My Covid jab was inserted into my lily-white skin in the plush Caberfeidh Hotel in Stornoway, now repurposed as a makeshift field hospital like the 1970s series M*A*S*H or mobile army surgical hospital.
I half-expected a blood-stained Alan Alda to appear and growl: “Who’s next?”
Beckoned forward to be punctured, my irrational fears convinced me he or she would be a hypodermic-handling harridan intent on grievous bodily harm.
She was very nice to me, actually. Rolling up the sleeves of my Hawaiian semmit, my eyelids were firmly clenched. Good word that, clench. Clench is my word of the week. I clench regularly, and not just at the dentist, but my eyelids haven’t been clenched for ages.
Not since I was five years old when teacher ordered me to wait until playtime to seek solace in the area known as the big potty place.
Everything got clenched that dreadful day – but still someone had to fetch a mop, a bucket and the ubiquitous bottle of Dettol before the bell rang. Couldn’t hold it in, miss. Haven’t learned to clench yet, miss.
Clenched and waiting for an armful of Oxford-AstraZeneca, my skin was soothingly rubbed and she asked if I’d had previous reactions.
I replied I sometimes had pain but I would stoically endure it as a Bernera Braveheart. “No need. It’s done,” she tittered. I gingerly opened my eyes, unfurled my toes and loosened everything in between.
It ached for a few days but I raised a small glass to the vision of the post-war health minister Nye Bevan that the NHS should meet the needs of everyone, be free at the point of delivery, and be based on clinical need not the ability to pay.
“Well done, boyo,” I said, as I toasted Nye in the thick accent of Private Cheeseman, the goofy newspaperman from Dad’s Army.
NHS frontline staff do absolutely deserve proper wage rises after this last year. Offering a measly 1% is like the man who shared a lift with me at Raigmore Hospital a few years ago.
He had a wind problem so that too was unacceptable on so many levels. Wait and see. Their stinginess could topple Boris, Matt and Rishi.
I almost toppled when I discovered you shouldn’t take alcohol for two days before a jab or for many days afterwards.
It’s in the small print in the pamphlet you get after a jab. Stupid NHS. What are they like, eh?

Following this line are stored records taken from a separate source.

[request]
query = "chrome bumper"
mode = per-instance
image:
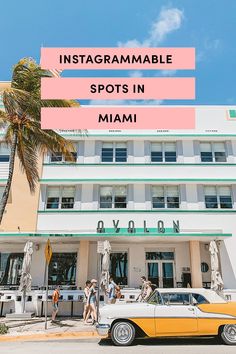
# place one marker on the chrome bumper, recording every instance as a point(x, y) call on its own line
point(103, 329)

That should be up in big letters for us to study as we waited. If I’d known that, I wouldn’t have… just kidding. I am not a Covidiot or, as they are known in Glasgow right now, Rangers supporter.
What possessed these bampots to gather? That could be something we will forever wonder about – like who in the royal family asked about Meghan’s baby’s skin colour? I’m not speculating. Not out loud, anyway.
Old Firm fans are also very loud but they keep letting down football, and Scotland. Celtic went on a jaunt to Dubai as the pandemic was turning nasty and Rangers supporters potentially infected each other and their families.
Last weekend, the Ibrox club said nothing beforehand, despite alleged police pleas, to persuade their fans to stay home and cuddle up to a slab of Tennent’s lager. Like normal people.
Who knows the consequences? After the South African strain and the Brazil strain, will we have a new blue strain? No, I didn’t say blues train. Isn’t that a song? I have no words, which is not great when you’re a newspaper columnist.
One of the Rangers supporters at George Square on Sunday is a shopkeeper in Govan, I hear.
His IQ must be less than his shoe size. He doesn’t believe the coronavirus exists. To him it’s all a hoax by the Russians, or maybe the CIA, to inject us with tiny 5G radio transceivers so they can control our minds.
His shop is plastered with signs which say Covid Hoax and Masks Not Needed Here.
Two big guys ran into his shop the other day and they both had face masks on and proper PPE – even oxygen tanks.
The Covidiot cove pointed to the signs, shouting: “Are you taking the mickey? We don’t recognise the virus.
“You don’t need to wear any masks while you’re in here.”
Then the first guy said through clenched teeth: “I beg to differ, pal. Your shop’s on fire.”